I am convinced I have used correlated subqueries before but had never heard of the term.
A correlated subquery is a query where the subquery uses values from the outer queries where clause.


SELECT empnum, name
FROM employee AS e1
WHERE salary > (SELECT avg(salary)
FROM employee
WHERE department = e1.department);

e1.department joins with the where cause of the other query.

This causes the query engine to execute the inner query for each match on the outer 'where' cause
This could produce some very inefficient queries.

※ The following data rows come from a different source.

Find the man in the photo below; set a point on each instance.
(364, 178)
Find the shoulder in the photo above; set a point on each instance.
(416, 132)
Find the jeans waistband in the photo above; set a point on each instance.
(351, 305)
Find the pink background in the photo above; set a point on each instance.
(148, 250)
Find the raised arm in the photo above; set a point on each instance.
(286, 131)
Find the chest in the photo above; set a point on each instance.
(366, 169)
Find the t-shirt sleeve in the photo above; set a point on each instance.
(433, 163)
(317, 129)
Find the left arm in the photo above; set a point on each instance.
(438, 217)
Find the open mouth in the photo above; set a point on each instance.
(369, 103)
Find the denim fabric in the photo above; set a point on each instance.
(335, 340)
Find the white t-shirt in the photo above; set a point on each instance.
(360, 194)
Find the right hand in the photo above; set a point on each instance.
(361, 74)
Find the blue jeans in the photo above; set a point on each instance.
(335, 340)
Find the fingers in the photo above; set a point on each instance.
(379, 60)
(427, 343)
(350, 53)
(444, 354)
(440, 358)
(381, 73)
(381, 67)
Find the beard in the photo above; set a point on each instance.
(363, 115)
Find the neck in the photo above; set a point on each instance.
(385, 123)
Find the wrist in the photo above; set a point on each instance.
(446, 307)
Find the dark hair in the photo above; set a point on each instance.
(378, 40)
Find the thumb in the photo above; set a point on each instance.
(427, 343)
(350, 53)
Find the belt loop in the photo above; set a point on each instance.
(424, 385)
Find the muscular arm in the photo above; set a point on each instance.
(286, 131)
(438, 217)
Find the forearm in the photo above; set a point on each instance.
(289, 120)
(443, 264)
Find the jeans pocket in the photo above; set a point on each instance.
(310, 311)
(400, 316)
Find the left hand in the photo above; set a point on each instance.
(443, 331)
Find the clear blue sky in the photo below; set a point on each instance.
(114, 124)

I guess as a programmer you can think of it as a 'for loop' - as in get all the data matching the where cause, loop though each row and perform another query.

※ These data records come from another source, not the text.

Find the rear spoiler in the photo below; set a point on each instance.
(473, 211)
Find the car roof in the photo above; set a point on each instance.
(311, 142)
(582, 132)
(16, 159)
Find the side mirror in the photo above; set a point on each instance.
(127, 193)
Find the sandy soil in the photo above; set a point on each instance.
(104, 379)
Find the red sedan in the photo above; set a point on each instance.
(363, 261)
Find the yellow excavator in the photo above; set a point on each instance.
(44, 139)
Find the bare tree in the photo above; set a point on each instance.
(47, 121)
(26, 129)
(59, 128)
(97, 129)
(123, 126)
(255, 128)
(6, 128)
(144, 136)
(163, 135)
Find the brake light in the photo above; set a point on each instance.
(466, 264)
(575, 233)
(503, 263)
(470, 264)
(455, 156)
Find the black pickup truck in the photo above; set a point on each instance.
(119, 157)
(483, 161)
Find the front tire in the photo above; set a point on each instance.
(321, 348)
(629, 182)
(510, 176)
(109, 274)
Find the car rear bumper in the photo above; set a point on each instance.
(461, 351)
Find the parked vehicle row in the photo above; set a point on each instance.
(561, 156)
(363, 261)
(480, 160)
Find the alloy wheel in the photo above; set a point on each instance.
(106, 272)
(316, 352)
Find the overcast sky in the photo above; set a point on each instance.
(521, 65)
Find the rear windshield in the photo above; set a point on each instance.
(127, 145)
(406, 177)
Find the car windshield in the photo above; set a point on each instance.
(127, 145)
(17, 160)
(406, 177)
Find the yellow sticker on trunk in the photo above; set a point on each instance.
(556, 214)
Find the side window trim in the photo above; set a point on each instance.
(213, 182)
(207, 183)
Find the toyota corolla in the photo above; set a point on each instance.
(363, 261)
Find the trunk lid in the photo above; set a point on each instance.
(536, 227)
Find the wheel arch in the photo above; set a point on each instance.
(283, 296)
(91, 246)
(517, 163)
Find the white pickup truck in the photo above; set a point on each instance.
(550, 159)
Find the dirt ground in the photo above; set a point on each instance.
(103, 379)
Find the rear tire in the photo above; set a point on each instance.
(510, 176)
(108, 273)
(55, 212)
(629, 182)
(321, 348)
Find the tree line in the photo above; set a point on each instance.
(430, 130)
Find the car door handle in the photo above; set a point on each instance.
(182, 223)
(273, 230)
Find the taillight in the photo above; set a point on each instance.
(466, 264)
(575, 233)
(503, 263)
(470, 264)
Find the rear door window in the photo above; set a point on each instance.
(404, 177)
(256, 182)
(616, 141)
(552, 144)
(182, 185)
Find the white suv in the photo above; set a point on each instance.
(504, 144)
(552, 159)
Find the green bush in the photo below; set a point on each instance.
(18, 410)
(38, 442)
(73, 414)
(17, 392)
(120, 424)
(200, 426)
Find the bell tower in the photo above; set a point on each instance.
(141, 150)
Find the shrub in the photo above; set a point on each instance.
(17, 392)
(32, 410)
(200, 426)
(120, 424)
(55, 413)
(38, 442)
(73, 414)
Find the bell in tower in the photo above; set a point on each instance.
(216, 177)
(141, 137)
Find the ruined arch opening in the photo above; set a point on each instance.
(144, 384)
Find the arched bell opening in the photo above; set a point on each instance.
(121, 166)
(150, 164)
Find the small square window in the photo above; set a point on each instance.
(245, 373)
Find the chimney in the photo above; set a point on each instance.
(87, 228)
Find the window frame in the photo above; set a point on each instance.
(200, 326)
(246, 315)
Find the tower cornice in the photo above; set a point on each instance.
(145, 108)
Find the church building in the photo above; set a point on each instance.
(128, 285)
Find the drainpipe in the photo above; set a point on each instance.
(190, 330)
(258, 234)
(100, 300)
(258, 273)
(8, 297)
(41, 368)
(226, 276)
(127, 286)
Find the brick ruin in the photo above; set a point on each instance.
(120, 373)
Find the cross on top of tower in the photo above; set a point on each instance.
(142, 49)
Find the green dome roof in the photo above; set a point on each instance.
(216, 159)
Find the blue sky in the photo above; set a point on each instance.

mysql> select * from employee;
+------+-------+--------+---------------+
| id | name | salary | department_id |
+------+-------+--------+---------------+
| 2 | paul | 101 | 1 |
| 1 | bob | 100 | 1 |
| 3 | randy | 300 | 2 |
| 4 | sally | 305 | 2 |
+------+-------+--------+---------------+
4 rows in set (0.00 sec)


mysql> SELECT avg(salary) FROM employee
-> ;
+-------------+
| avg(salary) |
+-------------+
| 201.5000 |
+-------------+
1 row in set (0.06 sec)


mysql> SELECT id, name FROM employee AS e1 WHERE salary > (SELECT avg(salary) FROM employee WHERE department_id = e1.department_id);
+------+-------+
| id | name |
+------+-------+
| 2 | paul |
| 4 | sally |
+------+-------+
2 rows in set (0.00 sec)

The above query gives employees who have above average salary.

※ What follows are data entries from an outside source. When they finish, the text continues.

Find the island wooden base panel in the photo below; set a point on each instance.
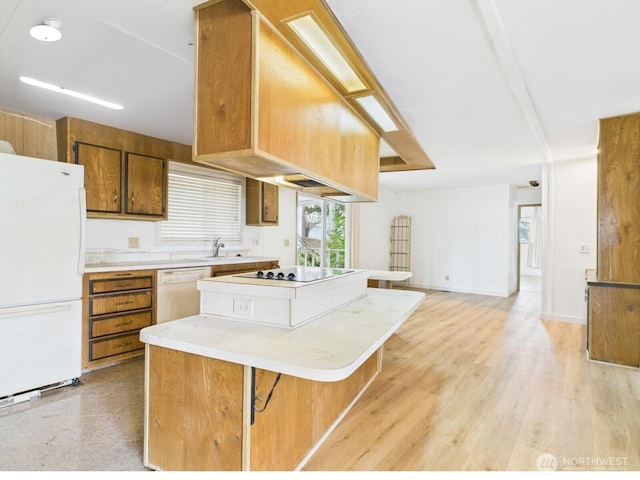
(194, 415)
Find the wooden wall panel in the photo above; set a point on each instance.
(195, 412)
(30, 135)
(614, 324)
(299, 413)
(619, 199)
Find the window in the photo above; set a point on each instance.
(203, 204)
(323, 233)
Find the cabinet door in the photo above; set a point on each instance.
(102, 175)
(269, 203)
(145, 185)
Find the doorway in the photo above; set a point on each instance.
(530, 248)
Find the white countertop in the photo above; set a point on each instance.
(389, 275)
(329, 348)
(176, 263)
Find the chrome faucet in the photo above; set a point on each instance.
(216, 247)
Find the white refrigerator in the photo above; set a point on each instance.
(42, 232)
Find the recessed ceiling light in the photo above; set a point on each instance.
(310, 32)
(81, 96)
(377, 113)
(48, 32)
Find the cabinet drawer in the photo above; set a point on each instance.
(119, 284)
(115, 346)
(120, 303)
(122, 323)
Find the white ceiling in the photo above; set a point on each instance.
(491, 89)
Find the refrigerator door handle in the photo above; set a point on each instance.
(83, 229)
(15, 312)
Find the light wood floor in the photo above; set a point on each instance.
(468, 383)
(481, 383)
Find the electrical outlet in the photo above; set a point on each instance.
(243, 307)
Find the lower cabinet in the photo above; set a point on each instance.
(203, 413)
(116, 306)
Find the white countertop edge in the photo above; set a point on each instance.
(172, 264)
(287, 368)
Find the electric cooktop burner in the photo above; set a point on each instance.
(297, 274)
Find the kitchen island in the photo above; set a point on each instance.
(223, 394)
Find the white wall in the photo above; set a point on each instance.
(572, 222)
(375, 232)
(483, 262)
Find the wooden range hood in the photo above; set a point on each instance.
(409, 155)
(266, 109)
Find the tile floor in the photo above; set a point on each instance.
(97, 425)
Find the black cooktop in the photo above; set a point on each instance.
(296, 274)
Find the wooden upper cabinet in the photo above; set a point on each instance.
(146, 185)
(263, 111)
(102, 176)
(619, 199)
(126, 173)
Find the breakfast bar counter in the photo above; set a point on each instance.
(227, 394)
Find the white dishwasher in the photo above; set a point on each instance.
(177, 293)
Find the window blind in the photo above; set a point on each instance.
(203, 205)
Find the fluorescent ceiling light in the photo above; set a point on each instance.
(81, 96)
(317, 40)
(48, 32)
(377, 113)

It much more effient to create a in memory table called a derived table called sal_ave using the syntax 'AS':

mysql> select name from employee e, (SELECT department_id, avg(salary) salary FROM employee group by department_id) AS sal_ave where e.salary > sal_ave.salary and e.department_id = sal_ave.department_id ;
+-------+
| name |
+-------+
| paul |
| sally |
+-------+
2 rows in set (0.00 sec)

Another common question in interviews is what is the difference between a WHERE and a HAVING cause

"HAVING specifies a search condition for a group or an aggregate function used in SELECT statement.

HAVING can be used only with the SELECT statement. HAVING is typically used in a GROUP BY clause. When GROUP BY is not used, HAVING behaves like a WHERE clause.

A HAVING clause is like a WHERE clause, but applies only to groups as a whole, whereas the WHERE clause applies to individual rows. A query can contain both a WHERE clause and a HAVING clause.

The optimizer always automatically analyzes each statement you enter and selects an efficient means of executing it. In general, that means eliminating undesired rows in earlier clauses."